Considerations for Policymakers
AIAA recommends Congress consider the following principles when evaluating future proposals:
- Try not to conflate commercial and military domains: consumer right-to-repair paradigms cannot be cut and pasted into national defense contexts without serious risk. National security systems, given their complexity and mission critical nature, inherently require different standards and levels of data access than consumer goods. Applying consumer repair frameworks to defense acquisition may conflate fundamentally different risk, safety, and strategic considerations.
- Exercise discretion when directing IP or repair access requirements, recognizing the diverse technical and contractual realities across defense platforms.

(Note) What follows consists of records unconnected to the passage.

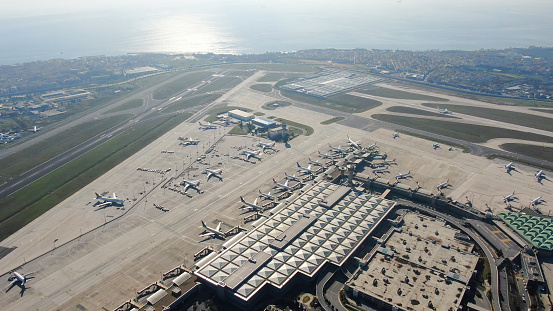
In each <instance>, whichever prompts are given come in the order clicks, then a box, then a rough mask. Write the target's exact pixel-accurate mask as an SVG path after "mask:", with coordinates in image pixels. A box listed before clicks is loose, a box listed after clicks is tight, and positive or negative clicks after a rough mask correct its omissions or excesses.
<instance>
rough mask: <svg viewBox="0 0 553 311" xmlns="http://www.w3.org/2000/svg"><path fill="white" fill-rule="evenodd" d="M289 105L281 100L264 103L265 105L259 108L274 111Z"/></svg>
mask: <svg viewBox="0 0 553 311" xmlns="http://www.w3.org/2000/svg"><path fill="white" fill-rule="evenodd" d="M273 104H279V105H280V106H279V107H274V106H273ZM290 105H292V104H291V103H289V102H285V101H282V100H277V101H274V102H268V103H265V104H263V106H261V108H263V109H265V110H275V109H278V108H280V107H286V106H290Z"/></svg>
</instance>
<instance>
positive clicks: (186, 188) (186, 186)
mask: <svg viewBox="0 0 553 311" xmlns="http://www.w3.org/2000/svg"><path fill="white" fill-rule="evenodd" d="M181 185H184V192H186V190H188V188H194V189H196V190H198V191H200V189H199V188H198V186H200V181H199V180H194V181H188V180H186V179H183V181H182V183H181Z"/></svg>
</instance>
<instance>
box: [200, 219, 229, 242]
mask: <svg viewBox="0 0 553 311" xmlns="http://www.w3.org/2000/svg"><path fill="white" fill-rule="evenodd" d="M221 224H222V222H219V224H218V225H217V227H216V228H215V229H213V228H211V227H209V226H207V225H206V224H205V222H204V221H203V220H202V227H203V228H204V229H206V230H207V231H208V232H206V233H203V234H200V236H201V237H206V236H208V237H212V238H219V237H220V238H223V239H225V238H226V235H225V234H224V233H223V232H221Z"/></svg>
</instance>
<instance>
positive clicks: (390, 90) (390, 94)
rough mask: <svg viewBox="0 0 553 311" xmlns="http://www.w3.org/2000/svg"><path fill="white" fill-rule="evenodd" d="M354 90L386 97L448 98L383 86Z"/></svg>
mask: <svg viewBox="0 0 553 311" xmlns="http://www.w3.org/2000/svg"><path fill="white" fill-rule="evenodd" d="M356 91H357V92H360V93H364V94H369V95H373V96H378V97H387V98H397V99H415V100H431V101H440V102H446V101H449V100H448V99H445V98H440V97H434V96H428V95H422V94H415V93H410V92H405V91H399V90H392V89H388V88H384V87H376V88H361V89H358V90H356Z"/></svg>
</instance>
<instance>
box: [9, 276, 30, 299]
mask: <svg viewBox="0 0 553 311" xmlns="http://www.w3.org/2000/svg"><path fill="white" fill-rule="evenodd" d="M33 273H34V272H29V273H25V274H20V273H18V272H15V271H14V272H13V273H12V276H10V277H9V278H8V281H9V282H10V285H9V287H8V289H7V290H6V293H7V292H9V291H10V290H11V289H12V288H13V287H14V286H15V285H17V286H19V287H20V288H21V296H23V293H24V292H25V290H26V289H27V288H26V287H25V283H27V282H28V281H29V280H30V279H32V278H33V277H28V276H29V275H31V274H33Z"/></svg>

Assertions of improved access or cost savings must be carefully evaluated and validated to ensure they do not introduce unintended vulnerabilities or trade-offs in mission assurance or supply chain resilience.
- Invest in digital sustainment and field-level innovation: Congress can accelerate readiness gains by funding OEM-certified tools, DaaS models, and trusted government sustainment facilities or depots with appropriate clearances and infrastructure to manage sensitive components.

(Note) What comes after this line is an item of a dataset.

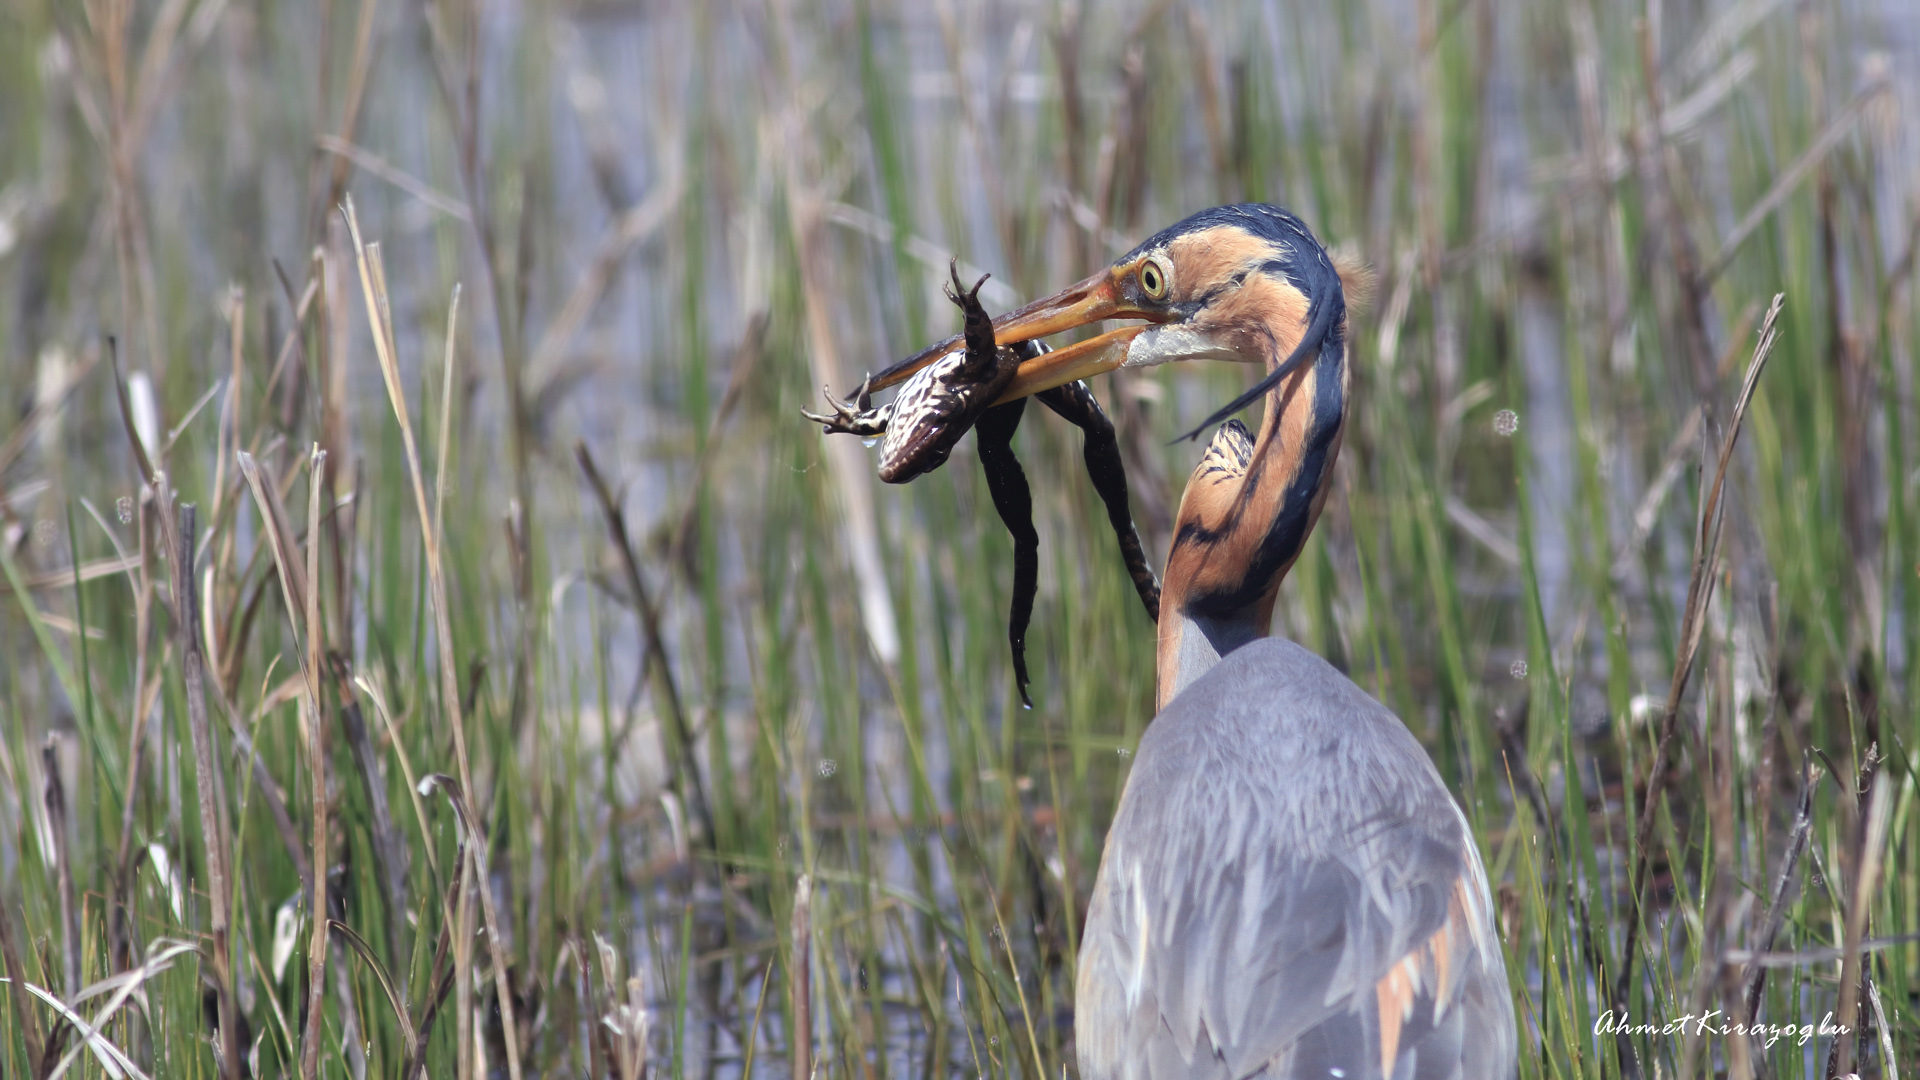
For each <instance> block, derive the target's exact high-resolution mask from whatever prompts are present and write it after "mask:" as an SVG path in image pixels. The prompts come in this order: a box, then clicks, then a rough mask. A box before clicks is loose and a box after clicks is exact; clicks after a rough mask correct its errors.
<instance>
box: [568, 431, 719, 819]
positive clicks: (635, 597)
mask: <svg viewBox="0 0 1920 1080" xmlns="http://www.w3.org/2000/svg"><path fill="white" fill-rule="evenodd" d="M574 457H576V459H578V461H580V471H582V473H586V477H588V486H591V488H593V498H595V500H599V507H601V517H605V519H607V536H609V540H612V550H614V553H616V555H620V569H622V571H624V575H626V594H628V600H630V601H632V603H634V613H636V615H639V628H641V646H639V648H641V655H639V663H641V667H643V669H645V671H647V678H649V682H653V703H655V707H657V709H660V711H664V713H666V717H664V719H666V723H664V724H660V732H662V744H664V742H666V738H664V732H668V730H672V732H674V738H672V746H660V753H662V757H666V759H668V761H678V767H676V769H674V794H676V796H680V799H682V801H687V798H689V796H691V801H693V813H697V815H699V817H701V828H703V830H705V832H707V836H705V842H707V849H708V851H712V849H714V847H716V844H718V834H716V832H714V817H712V807H710V805H708V801H707V784H705V782H703V780H701V767H699V761H697V759H695V757H693V730H691V728H689V726H687V713H685V707H684V705H682V701H680V688H678V686H676V684H674V669H672V665H670V663H668V659H666V642H664V634H662V632H660V607H659V603H655V598H653V590H649V588H647V580H645V578H643V577H641V575H639V559H637V557H636V555H634V540H632V536H628V530H626V513H622V511H620V500H618V498H616V496H614V494H612V488H611V486H607V479H605V477H601V471H599V465H597V463H595V461H593V452H591V450H588V444H586V442H576V444H574ZM689 788H691V792H689Z"/></svg>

- Preserve incentives for innovation: IP protections aren’t a loophole, rather they’re a cornerstone of defense innovation. Undermining these protections may hinder the Pentagon’s ability to access cutting-edge capabilities on acceptable timelines.
- Convene neutral technical experts: Congress should consult with independent engineering societies, systems integrators, and acquisition professionals to fully understand the readiness, cybersecurity, and performance trade-offs involved in any proposal.
Conclusion
The goals of right-to-repair advocates and the defense acquisition community are not mutually exclusive. Both seek a stronger, more responsive sustainment enterprise. In the national security arena, however, how those goals are achieved matters.
Done well, Congress can enhance system readiness without undermining innovation or exposing vulnerabilities. If done poorly, it risks incentivizing system fragmentation, vendor attrition, and unintended supply chain fragility.
AIAA stands ready to assist Congress, the Pentagon, and industry as a neutral, technically credible partner, committed to ensuring smart sustainment reforms enhance and not erode U.S. warfighting readiness.